About 2.5 years ago I got a Thinkpad X230 as working machine. It’s quiet a decent one given the hardware specs and since then I was happy with it even I’m not able to use the touchpad at all. The quality is just so poor compared to an Apple Macbook which I owned before. But anyway that’s another topic…

What I want to talk about here is more my experience with the hard drive. When I was asked what kind of drive I wanna have I told that it should be a SSD drive. Benefits are the speed improvements and no risks in a hard-drive crash when traveling or walking around while the laptop is turned on. Especially the speed is amazing and I’m happy to see that my installed Ubuntu starts in less than 20s and copying small files goes with an amazing speed too.

So all was working fine since then but a couple of months ago I noticed the first glitches. Sometimes when I take my laptop out of the docking station or put it back into it the system seem to hang for a short moment. Something similar also happened while walking around and e.g. playing a movie. Usually it took up to 5s and then all was working fine again. But then one more issue appeared which let my LVM partitions remount in read-only state. This was quite frustrating because an additional fsck would have to be run during each reboot due to some inconsistencies of my ext4 journal data. Even more frustrating was that in some irregular intervals my LightDM display manager froze and needed a restart by logging into my machine via SSH from a different machine. If I had no other machine available a reboot of my laptop was necessary due no keyboard press was accepted.

All this came to a final end by last Friday when I wanted to participate in a debugging theme night in the local CCC (chaos computer club) hacker space. Once arrived there I wanted to boot up my laptop but I haven’t seen more than a black screen after the initial BIOS routines were done. It didn’t went away after a couple of cold restarts. So actively participating was only a dream. Also the first question: “Looks like your SSD died. How is your backup doing?”, which I actually got from different people was kinda expected. 🙂 Thankfully I was able to answer that it is only 2 days old… But even with this a lot of work would be ahead of me. Anyway, I will have to think about if I wanna go back there after that bad omen…

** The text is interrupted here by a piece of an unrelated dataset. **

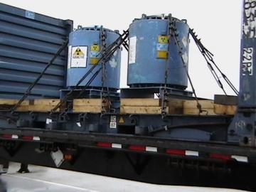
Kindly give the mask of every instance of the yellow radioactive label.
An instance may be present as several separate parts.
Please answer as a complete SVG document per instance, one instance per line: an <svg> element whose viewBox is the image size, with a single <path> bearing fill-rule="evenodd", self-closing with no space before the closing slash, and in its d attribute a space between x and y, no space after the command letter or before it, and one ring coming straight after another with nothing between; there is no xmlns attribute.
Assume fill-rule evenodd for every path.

Being back at home and having the machine turned off for a while it actually booted again. Hurray! I was confronted with all the orphaned nodes again across the partitions which I had to repair first, but then the system started up as usual. After creating another backup I did some more investigations to see if the hard-drive is reporting any kind of failure. But all looked fine as before. All entries of the smart status didn’t show any failure. So I did a long test with ‘smartctl’ and once I got the full report, I saw a line which told that my SSD might be affected by a firmware bug which let it stop working until the the next reboot. And during a reboot even a BSOD could happen. The problem will start to occur after the first 5000 hours on-time usage and will will continue to happen even with a drive reset. A full description can be found at tomshardware website.

After reading the details and the announcements from Crucial about this problem I look at the firmware of my SSD drive and noticed that it is years old. It’s version was “000F” which looks to be the second version of the firmware of this drive. Since then numerous updates have been released. So it was clear to me that an update of the firmware was necessary. I finally did that with a bootable CD-R and all went smoothly. The necessary restart didn’t show a problem, and even I was confronted with orphaned nodes (most likely from the last shutdown) the system works perfectly. I did various tests for all those situations which caused my machine to fail in the past. All of them passed. No more hanging videos while walking around, and also no read-only remounted file systems after taking the machine out of the docking station or putting it back into. Also no freeze of LightDM has been seen so far!

I for myself will learn from it and will check for firmware updates way more often. Also including the hard-drive now.

One more thing you might wanna do – if you own a SSD and run Linux – is to update several mounting parameters to extend your disk lifetime.